Jon – I don’t really disagree with any of that. Though someone recently told me that Norman Podhoretz now says in his new book that he coined the term neocon in the mid-1950s. We’ll just put that aside.

Anyway, again I don’t necessarily say that neoconservative means a former liberal. That was Ramesh’s response. Though the former liberal thing is obviously a big part of the intellectual history. Here’s how I put it in my much maligned three parter ( Here, here, and here) on “neoconservatism”:

The word “neoconservative” was coined by Michael Harrington and the editors of Dissent to describe their old friends who’d moved to the right. It was an insult, along the lines of “running dog” or “fellow traveler.” Or perhaps the “neo” was intended to conjure “neo-Nazi,” the only other political label to sport the prefix. As Seymour Martin Lipset, one of the most-respected social scientists of the 20th century and an original neocon wrote, the term “was invented as an invidious label to undermine political opponents, most of whom have been unhappy with being so described.”

And speaking of that endless column, my whole point about neoconservatism is that it is a word which distorts more than it reveals, is used irresponsibly by critics and adherents alike and should be interred along with all of the once-important distinctions of the left — Schactmanites, Lovestonians, Fabians etc. Those on the so-called paleo right love the neocon label because it allows them to perpetuate a myth that the conservative movement has been hijacked. The reasons liberals and many self-described neoconservatives use the term are many, but one of them is as a way of asserting moral or intellectual superiority to just plain old “conservatives.”
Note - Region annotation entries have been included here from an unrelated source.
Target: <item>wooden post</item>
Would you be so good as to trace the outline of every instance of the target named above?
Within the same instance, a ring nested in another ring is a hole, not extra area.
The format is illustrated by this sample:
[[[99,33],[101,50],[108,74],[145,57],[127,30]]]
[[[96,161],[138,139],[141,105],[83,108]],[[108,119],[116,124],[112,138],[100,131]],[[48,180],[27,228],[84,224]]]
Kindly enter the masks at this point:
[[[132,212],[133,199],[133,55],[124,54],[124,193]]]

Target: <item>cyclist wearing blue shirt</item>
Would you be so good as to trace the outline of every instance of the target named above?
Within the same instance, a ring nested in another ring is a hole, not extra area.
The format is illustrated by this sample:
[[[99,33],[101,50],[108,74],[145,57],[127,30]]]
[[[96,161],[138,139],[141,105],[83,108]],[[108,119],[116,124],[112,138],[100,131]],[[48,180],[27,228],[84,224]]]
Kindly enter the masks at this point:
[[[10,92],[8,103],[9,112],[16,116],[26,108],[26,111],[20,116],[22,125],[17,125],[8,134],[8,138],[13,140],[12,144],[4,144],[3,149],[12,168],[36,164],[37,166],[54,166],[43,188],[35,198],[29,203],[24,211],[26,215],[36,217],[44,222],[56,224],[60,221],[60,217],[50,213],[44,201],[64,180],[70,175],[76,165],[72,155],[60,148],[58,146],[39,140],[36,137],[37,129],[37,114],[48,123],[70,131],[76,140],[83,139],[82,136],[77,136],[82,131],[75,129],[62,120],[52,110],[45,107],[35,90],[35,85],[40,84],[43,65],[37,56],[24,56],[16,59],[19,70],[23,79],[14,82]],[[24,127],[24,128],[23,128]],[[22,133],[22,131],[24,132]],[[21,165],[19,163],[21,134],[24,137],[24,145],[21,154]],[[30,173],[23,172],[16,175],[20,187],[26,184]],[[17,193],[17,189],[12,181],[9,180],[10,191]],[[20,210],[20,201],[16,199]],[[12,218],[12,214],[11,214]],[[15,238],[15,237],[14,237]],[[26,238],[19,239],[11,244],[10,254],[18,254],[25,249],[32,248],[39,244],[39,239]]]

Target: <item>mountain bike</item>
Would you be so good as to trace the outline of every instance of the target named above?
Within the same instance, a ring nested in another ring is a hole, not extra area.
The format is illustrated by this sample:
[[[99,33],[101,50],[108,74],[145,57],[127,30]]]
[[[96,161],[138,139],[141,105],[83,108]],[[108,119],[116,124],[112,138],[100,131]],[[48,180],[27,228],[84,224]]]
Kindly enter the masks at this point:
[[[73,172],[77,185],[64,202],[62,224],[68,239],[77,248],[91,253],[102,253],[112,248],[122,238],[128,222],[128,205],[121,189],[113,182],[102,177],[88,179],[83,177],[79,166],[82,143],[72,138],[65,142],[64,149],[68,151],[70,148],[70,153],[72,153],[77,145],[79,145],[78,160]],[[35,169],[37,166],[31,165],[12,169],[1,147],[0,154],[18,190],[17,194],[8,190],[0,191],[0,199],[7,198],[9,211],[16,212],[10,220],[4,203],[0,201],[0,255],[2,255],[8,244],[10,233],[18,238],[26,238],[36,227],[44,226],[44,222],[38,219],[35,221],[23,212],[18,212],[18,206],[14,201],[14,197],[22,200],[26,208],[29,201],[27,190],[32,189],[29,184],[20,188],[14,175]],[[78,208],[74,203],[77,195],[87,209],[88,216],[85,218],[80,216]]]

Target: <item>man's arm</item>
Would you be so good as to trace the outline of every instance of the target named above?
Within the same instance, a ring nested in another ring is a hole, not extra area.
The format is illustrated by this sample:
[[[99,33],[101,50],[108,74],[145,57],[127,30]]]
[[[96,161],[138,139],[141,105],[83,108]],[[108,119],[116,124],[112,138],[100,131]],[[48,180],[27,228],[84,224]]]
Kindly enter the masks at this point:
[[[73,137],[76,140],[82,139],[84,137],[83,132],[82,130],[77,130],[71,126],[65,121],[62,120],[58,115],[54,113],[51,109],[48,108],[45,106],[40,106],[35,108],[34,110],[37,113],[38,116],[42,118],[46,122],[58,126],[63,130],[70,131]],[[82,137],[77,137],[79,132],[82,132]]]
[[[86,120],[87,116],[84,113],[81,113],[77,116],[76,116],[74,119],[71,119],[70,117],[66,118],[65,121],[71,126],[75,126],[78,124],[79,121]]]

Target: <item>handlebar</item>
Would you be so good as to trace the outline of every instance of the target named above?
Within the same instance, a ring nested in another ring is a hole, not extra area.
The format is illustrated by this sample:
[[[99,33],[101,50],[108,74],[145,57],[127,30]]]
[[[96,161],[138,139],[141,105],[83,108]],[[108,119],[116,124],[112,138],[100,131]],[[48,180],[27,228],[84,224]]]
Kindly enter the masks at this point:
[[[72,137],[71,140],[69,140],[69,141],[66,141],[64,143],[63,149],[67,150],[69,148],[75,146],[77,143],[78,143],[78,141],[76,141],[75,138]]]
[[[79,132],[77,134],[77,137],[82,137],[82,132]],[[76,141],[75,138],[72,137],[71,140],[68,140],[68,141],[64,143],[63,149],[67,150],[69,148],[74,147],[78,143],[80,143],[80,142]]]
Indeed, I continue to find it hilarious that self-described neoconservatives (and the liberal New York media establishment which listens to them) still talks of National Review as if it is a “paleo” or “Old Right” publication, while the self-described paleos claim that NR has been completely taken over by neoconservatism. These assertions cannot both be true and it is further evidence that the word should be thrown away. NR is merely and proudly conservative and needs no prefixes. At least that’s how I see it.